# [B]E-Mail designen Aber wie[/B]



## DaniSahni (4. April 2005)

Hallo ihr Lieben,

ich würde sogern meine eigene email (zwecks Bewerbungen) designen? Kann mir jemand bitte sagen, wie das funktioniert? Es soll kein Anhang sein, sondern sich direkt nach meinen Vorstellungen im email- Programm des Empfängers öffnen.

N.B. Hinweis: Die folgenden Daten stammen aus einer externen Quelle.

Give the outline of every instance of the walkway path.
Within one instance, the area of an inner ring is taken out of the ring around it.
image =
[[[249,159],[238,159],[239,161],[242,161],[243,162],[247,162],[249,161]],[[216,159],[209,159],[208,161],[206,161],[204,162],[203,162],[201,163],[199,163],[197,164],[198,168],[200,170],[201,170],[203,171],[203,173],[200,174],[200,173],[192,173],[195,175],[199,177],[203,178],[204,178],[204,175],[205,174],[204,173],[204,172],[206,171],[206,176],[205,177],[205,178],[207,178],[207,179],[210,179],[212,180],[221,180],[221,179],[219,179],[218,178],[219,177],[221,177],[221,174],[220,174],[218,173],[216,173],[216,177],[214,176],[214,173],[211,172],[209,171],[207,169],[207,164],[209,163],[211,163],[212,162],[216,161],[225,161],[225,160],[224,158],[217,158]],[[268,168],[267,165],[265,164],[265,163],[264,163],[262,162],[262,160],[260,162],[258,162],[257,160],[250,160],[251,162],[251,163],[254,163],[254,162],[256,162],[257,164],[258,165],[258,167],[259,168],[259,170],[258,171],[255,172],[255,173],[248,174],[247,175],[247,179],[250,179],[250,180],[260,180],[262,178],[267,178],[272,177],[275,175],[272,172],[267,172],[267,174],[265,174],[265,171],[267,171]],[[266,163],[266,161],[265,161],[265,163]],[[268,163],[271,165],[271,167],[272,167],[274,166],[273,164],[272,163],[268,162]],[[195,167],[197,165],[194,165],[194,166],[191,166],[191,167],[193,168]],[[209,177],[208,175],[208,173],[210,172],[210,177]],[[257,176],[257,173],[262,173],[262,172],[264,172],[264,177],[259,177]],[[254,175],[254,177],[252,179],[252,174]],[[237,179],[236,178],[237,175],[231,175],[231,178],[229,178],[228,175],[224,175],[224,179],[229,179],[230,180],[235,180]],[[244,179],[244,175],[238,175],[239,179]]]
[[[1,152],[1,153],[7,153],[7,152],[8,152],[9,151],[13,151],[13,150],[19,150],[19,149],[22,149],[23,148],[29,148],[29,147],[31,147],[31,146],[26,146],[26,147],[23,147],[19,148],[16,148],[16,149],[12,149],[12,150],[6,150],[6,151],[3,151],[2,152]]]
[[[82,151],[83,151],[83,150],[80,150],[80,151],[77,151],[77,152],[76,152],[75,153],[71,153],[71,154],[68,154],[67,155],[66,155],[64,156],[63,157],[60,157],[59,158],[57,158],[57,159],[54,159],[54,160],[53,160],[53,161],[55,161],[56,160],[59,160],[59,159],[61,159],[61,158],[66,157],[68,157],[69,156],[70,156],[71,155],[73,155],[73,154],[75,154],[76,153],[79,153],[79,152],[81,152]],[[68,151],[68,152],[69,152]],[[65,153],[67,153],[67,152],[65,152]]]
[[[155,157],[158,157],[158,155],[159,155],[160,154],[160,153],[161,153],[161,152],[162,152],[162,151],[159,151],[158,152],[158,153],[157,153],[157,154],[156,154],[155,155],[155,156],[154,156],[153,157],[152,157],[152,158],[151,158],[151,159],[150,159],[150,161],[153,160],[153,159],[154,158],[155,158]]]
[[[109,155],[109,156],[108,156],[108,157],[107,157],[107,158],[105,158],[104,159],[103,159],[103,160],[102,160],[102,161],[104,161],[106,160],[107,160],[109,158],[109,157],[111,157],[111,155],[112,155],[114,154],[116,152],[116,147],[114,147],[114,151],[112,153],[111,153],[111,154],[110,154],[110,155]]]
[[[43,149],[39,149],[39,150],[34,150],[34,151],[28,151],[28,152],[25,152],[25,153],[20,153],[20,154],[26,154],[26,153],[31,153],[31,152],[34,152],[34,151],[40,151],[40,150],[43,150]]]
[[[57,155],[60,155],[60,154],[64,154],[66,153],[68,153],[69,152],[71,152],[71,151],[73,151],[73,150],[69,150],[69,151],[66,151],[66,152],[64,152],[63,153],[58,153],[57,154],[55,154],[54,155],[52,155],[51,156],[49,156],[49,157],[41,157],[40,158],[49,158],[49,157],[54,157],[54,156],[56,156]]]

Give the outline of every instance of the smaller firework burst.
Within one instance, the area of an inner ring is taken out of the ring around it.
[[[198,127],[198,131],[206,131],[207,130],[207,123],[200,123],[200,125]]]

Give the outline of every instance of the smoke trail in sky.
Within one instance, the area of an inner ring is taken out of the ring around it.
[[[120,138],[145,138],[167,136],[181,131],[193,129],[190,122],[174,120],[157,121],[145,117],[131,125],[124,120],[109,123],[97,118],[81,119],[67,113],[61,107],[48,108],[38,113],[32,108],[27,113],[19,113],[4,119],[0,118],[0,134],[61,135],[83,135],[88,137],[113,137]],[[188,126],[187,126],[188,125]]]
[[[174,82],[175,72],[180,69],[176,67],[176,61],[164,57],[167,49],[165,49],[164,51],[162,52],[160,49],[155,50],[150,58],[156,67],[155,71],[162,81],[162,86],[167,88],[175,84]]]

Vielen Dank für Eure Hilfe


----------



## Dennis Wronka (4. April 2005)

Ich wuerde meine Mail nicht als HTML schicken, denn dies wird gern durch Firmenadmins deaktiviert um Sicherheitsrisiken vorzubeugen.
Du solltest einfach ein gutes Bewerbungsschreiben und einen ordentlichen Lebenslauf dranpacken. Ich denke damit kommst Du weiter als mit einer lustigen, bunten eMail die die Haelfte der Personalfutzis nicht lesen kann weil HTML-Mails deaktiviert sind.


----------



## DaniSahni (4. April 2005)

Vielen Dank für Deine schnelle Antwort! Ich werde das berücksichtigen!


----------



## Dennis Wronka (4. April 2005)

Nichts zu danken.

Wie gesagt, ich faende es sinnvoller die Mail als Text statt als HTML zu schicken.
Ein nicht zu knappes, aber nicht zu langes Anschreiben als eMail und eine gute Bewerbung und einen ordentlichen Lebenslauf als Anhang.
Bei den Anhaengen kannst Du theoretisch Word-Dokumente nehmen, die sind jedoch nicht platformunabhaengig, darum waere hier vielleicht PDF besser.


----------